By Marcela Ayres and Ricardo Brito

BRASILIA, Feb 9 (Reuters) - Brazil's Finance Minister Fernando Haddad agrees with President Luiz Inacio Lula da Silva's view that interest rates need to drop, but is focussed on the new government's agenda rather than taking on the central bank, an Economy Ministry source said.

Leftist Lula again raised his concerns about Brazil's benchmark interest rate level, which stands at 13.75%, during a closed political meeting on Wednesday with Haddad, Luciano Bivar, a federal deputy who was present, told Reuters.

But Haddad had focused instead on the new Brazilian government's economic agenda, highlighting a new fiscal framework to be presented in April and tax reforms, Bivar said.

"The President showed discomfort over the central bank's actions, but Haddad preferred to focus on the government's agenda with Congress, the creation of the fiscal framework and tax reform," Bivar said.

Representatives for Lula and Haddad had no immediate comment on their discussions during the political meeting.

Haddad's stance of keeping out of the debate stirred by Lula's attacks on the central bank does not mean he disagrees with the leftist president's views, the Economy Ministry source told Reuters, speaking on condition of anonymity.

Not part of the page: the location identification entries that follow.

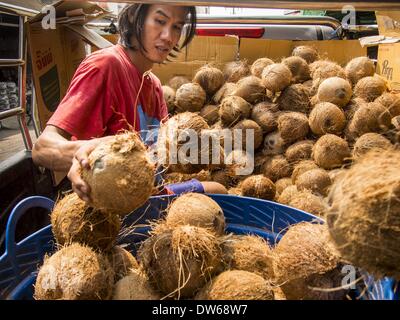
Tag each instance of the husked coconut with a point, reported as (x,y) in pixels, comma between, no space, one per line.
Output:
(258,66)
(190,97)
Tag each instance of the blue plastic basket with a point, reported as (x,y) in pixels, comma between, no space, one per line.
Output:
(19,263)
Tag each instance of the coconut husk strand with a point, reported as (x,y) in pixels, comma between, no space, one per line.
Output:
(330,151)
(135,286)
(190,97)
(179,261)
(258,66)
(364,216)
(73,220)
(121,174)
(237,285)
(75,272)
(358,68)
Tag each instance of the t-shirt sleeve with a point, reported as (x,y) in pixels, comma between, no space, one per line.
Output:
(83,111)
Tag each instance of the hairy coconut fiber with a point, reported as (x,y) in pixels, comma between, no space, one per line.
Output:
(302,167)
(226,90)
(308,53)
(370,88)
(255,134)
(176,82)
(335,90)
(122,262)
(210,79)
(327,118)
(236,70)
(233,109)
(237,285)
(210,114)
(258,66)
(169,97)
(295,98)
(301,150)
(249,253)
(315,180)
(75,272)
(198,210)
(190,97)
(370,141)
(358,68)
(330,151)
(258,186)
(179,261)
(121,175)
(73,220)
(276,77)
(277,167)
(135,286)
(364,217)
(265,114)
(369,117)
(304,257)
(251,89)
(293,126)
(298,67)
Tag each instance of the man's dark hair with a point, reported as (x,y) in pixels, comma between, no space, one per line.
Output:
(131,21)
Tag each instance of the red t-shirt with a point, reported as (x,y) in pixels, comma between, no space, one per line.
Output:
(102,94)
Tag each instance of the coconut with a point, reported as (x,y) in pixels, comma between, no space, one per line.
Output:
(209,78)
(282,184)
(134,286)
(176,82)
(122,262)
(255,132)
(265,114)
(258,186)
(300,150)
(75,272)
(169,97)
(315,180)
(327,118)
(364,219)
(237,285)
(370,141)
(298,67)
(330,151)
(250,89)
(305,257)
(74,221)
(306,52)
(198,210)
(277,167)
(258,66)
(370,88)
(276,77)
(210,114)
(249,253)
(292,126)
(190,97)
(226,90)
(236,70)
(233,109)
(335,90)
(120,169)
(179,261)
(295,98)
(358,68)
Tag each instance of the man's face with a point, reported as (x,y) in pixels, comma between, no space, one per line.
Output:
(162,31)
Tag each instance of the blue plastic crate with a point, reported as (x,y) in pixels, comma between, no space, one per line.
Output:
(19,263)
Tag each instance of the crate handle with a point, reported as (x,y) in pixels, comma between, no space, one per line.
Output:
(18,211)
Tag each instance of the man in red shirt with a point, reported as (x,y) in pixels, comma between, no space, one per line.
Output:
(113,89)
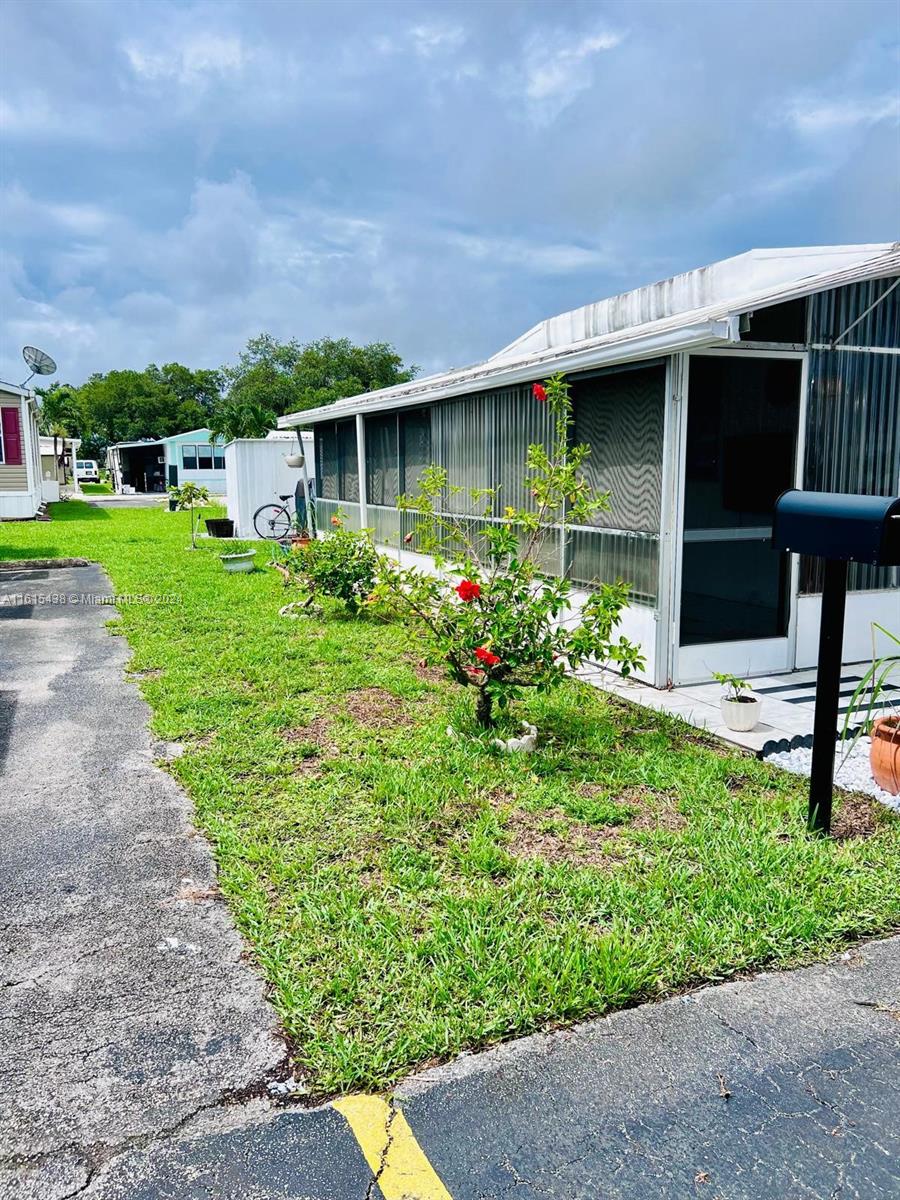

Lula has repeatedly criticized Brazil's benchmark interest rate level as a major drag on the country's economic growth and has indicated that it should aim for higher inflation.

Haddad's economic policy secretary has previously said the issue is not being discussed in the ministry.

When they kept Brazil's benchmark interest at a six-year high last week, central bank policymakers signalled that interest rates could remain unchanged for longer than markets expected due to fiscal risks under Lula.

But when the minutes from the rate-setting meeting later mentioned the government's fiscal plans presented by Haddad as possibly mitigating risks, he went public to say that the bank's tone was now "more friendly".

A second official at the economy ministry said Lula's criticisms of the central bank are not a topic of internal discussion, despite concerns that they generate market uncertainty and hinder efforts to lower interest rates.

When Haddad met with senators from Lula's Workers Party (PT) on Tuesday, the interest rate debate was not discussed, two sources who asked not to be named told Reuters.

One said that the government's allies in Congress should push ahead with requests for central bank governor Roberto Campos Neto to appear before Congressional committee hearings.

But the sources added that there was no government plan to try to remove Campos Neto.